The major advantage of this circuit is simplicity. The major drawbacks are asymmetry of the input impedances and interdependence of the gain and CMRR adjustments. Input impedance for the inverting input is R1, and for the non-inverting input is R3 + R4.
Frequency responses also differ for the inverting and non-inverting inputs. Differential gain of the amplifier is R2/R1. For perfect gain symmetry and CMRR (assuming ideal CMRR in the op amp), the ratio R/R2 must equal R3/R4. Equation (13) shows the CMRR degradation introduced by resistor tolerances only in a basic differential amplifier circuit, assuming an ideal op amp with infinite CMRR. Equation (14) shows the combined effect of contributions from resistor tolerances and the op-amp CMRR. Asymmetry of input impedances is a drawback, because the signal-source impedance forms a divider with each input impedance for common-mode noise. If those dividers don't have exactly the same ratio, the input-to-output gain is different from each input, reducing the CMRR even further.

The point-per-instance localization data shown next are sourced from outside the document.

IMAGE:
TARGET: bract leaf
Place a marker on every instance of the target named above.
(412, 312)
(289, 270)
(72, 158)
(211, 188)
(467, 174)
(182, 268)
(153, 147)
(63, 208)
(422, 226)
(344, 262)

CMRRres = (1+R2/R1)/4K (13)
CMRRtot = (CMRRres * CMRRamp)/(CMRRres + CMRRamp), (14)
where components R1-R2 refer to Figure 4, and:
CMRRtot = CMRR error for the basic differential amplifier circuit
CMRRamp = Op amp CMRR from the data sheet
CMRRres = Error introduced by tolerance of the network resistors
K = Resistor tolerance (for 0.1% resistors, K = 0.001).
Instrumentation amplifiers (IAs) are used for precision signal processing. They feature precise and stable gain, low noise, high CMRR, differential inputs, high input impedance, and very stable dc characteristics (current and voltage offsets are stable with time, temperature coefficients are low, etc.). IAs are used as the input stages for instruments of all kinds, and as the interface for sensors and transducers. Poor CMRR in an instrumentation amplifier degrades the signal-to-noise ratio (SNR) of the system in which it resides, and with SNR also goes the quality of the processed signal.
An isolation amplifier is a special kind of IA in which no galvanic connection exists between the input and output. The common-mode range is usually much larger than for any other type of differential amplifier, and it accommodates much larger common-mode voltages. Because of their larger common-mode voltages, isolation amplifiers usually specify a higher CMRR than do other amplifiers. The consequence of poor CMRR in an isolation amplifier is the same as for IAs.
A current-sense amplifier has its inputs connected across a current-sense resistor that is in series with the high-side line of a power supply, and produces an output proportional to the current through that resistor, referred to the system common reference or ground. The potential on that line can vary with respect to the system common, depending on the time (battery discharge), load, and other influences, but the current reading must remain true. That capability depends on the amplifier's CMRR, because the line potential is the common-mode voltage for the inputs. A sensing amplifier with poor CMRR gives a function of the current being sensed plus or minus an error, which depends on the power-supply voltage.